Il est difficile aussi de ne pas replacer tout ceci dans le contexte d’une loi de sécurité globale fourre-tout et liberticide. Cette culture de la peur produit des effets qui correspondent au sens littéral du mot "terrorisme"[1]. Cette simple évidence (le terrorisme a pour principale fonction de terroriser et de faire de nous par réaction des acteurs malgré nous de cette politique de terreur) nécessiterait sans doute d'être contextualisée (je le fais ici et ), mais elle appelle à la réflexion et à notre retenue. C’est le sens de l’appel publié ci-dessus.

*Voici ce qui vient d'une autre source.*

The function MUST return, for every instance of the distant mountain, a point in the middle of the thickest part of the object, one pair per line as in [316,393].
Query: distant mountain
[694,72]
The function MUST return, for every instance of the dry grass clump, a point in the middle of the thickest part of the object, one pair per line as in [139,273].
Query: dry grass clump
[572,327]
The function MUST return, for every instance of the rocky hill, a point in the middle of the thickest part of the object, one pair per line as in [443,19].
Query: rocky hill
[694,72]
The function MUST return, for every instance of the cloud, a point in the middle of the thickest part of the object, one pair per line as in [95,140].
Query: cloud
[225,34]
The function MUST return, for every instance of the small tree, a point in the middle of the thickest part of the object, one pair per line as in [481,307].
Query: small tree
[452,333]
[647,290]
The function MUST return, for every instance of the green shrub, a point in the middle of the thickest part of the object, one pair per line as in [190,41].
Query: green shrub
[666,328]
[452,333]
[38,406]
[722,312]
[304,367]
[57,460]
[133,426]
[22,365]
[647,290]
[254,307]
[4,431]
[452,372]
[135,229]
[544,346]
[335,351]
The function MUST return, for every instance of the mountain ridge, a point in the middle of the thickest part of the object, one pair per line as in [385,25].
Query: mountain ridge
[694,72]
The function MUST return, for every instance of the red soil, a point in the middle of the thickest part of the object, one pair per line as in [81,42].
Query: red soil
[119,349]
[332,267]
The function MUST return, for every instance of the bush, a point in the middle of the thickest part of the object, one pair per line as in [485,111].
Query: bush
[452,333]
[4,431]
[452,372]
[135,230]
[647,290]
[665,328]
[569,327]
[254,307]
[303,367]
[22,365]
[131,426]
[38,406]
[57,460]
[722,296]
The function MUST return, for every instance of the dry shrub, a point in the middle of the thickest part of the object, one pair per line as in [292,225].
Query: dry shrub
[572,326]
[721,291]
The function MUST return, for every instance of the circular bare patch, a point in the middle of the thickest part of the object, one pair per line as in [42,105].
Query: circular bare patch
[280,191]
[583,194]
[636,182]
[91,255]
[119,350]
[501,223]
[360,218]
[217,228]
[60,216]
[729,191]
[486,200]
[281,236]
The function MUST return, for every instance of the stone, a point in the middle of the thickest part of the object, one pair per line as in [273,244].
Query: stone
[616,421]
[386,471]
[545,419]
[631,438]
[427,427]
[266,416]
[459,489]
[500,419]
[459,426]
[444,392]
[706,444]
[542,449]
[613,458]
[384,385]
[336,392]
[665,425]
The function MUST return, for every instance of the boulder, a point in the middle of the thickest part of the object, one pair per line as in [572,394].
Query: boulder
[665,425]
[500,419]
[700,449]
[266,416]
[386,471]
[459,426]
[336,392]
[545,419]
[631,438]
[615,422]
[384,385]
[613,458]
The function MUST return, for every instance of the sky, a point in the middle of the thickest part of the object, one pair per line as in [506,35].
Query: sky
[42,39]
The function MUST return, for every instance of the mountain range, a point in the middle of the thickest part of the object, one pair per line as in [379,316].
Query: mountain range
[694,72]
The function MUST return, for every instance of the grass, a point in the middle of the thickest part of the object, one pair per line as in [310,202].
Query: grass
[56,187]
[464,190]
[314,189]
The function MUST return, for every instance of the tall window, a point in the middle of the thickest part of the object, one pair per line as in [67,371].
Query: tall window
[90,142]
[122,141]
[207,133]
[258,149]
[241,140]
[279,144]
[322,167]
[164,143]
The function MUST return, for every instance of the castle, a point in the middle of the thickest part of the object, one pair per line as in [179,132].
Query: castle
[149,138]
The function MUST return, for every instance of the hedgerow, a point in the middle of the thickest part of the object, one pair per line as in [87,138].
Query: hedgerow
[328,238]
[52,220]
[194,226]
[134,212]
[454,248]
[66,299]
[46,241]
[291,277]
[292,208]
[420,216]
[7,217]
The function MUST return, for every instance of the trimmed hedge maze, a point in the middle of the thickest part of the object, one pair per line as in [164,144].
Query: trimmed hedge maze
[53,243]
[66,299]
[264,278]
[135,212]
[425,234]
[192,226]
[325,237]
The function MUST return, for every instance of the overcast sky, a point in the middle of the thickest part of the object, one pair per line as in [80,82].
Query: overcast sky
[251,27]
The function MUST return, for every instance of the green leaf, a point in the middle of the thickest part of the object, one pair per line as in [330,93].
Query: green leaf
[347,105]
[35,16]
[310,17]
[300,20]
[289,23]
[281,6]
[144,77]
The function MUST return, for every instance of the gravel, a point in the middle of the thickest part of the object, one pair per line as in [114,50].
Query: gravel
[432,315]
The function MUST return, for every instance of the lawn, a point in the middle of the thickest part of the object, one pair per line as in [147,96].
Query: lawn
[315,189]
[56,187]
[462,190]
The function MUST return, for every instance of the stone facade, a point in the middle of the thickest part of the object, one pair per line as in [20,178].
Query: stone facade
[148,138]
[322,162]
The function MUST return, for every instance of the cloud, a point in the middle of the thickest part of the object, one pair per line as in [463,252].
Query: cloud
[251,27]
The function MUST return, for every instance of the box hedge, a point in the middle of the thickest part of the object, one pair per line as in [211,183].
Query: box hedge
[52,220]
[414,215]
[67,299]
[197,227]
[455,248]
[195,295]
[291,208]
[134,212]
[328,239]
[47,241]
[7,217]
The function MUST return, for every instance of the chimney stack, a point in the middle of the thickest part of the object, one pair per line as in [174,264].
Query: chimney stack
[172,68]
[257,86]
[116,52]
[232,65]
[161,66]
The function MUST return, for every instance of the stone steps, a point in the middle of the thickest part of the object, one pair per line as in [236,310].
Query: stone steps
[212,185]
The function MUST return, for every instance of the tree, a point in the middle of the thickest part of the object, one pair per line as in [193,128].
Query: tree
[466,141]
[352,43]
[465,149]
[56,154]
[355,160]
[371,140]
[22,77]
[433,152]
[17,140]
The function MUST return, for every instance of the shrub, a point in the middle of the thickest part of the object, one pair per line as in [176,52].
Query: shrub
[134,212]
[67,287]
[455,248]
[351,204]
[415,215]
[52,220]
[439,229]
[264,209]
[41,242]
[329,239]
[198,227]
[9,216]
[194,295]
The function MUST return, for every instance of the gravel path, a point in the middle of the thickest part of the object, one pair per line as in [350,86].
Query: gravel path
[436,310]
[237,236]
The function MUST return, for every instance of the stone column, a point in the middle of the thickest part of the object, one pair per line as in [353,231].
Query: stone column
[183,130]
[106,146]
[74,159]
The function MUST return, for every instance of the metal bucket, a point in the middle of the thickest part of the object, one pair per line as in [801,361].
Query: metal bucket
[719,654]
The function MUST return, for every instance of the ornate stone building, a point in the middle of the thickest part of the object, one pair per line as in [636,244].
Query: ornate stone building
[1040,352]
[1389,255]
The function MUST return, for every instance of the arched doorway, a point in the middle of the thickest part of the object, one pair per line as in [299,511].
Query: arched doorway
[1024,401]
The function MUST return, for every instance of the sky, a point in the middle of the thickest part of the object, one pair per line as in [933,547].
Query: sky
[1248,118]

J’y souscris pleinement.

[1] Cette réflexion engagée sur les dimensions subjectives du mot « terrorisme » est un des aspects étudiés sur ma thèse (en attente de soutenance) sur la décolonisation violente au Cameroun.  Si l’on suit les archives coloniales et militaires, le terrorisme était le fait des seuls insurgés upécistes. Si l’on suit les archives missionnaires et les témoins de l’époque non impliqués dans la guerre civile, le « terroriste » est simplement celui qui terrorise : les maquisards certes, mais aussi et surtout l’armée franco-camerounaise et ses supplétifs.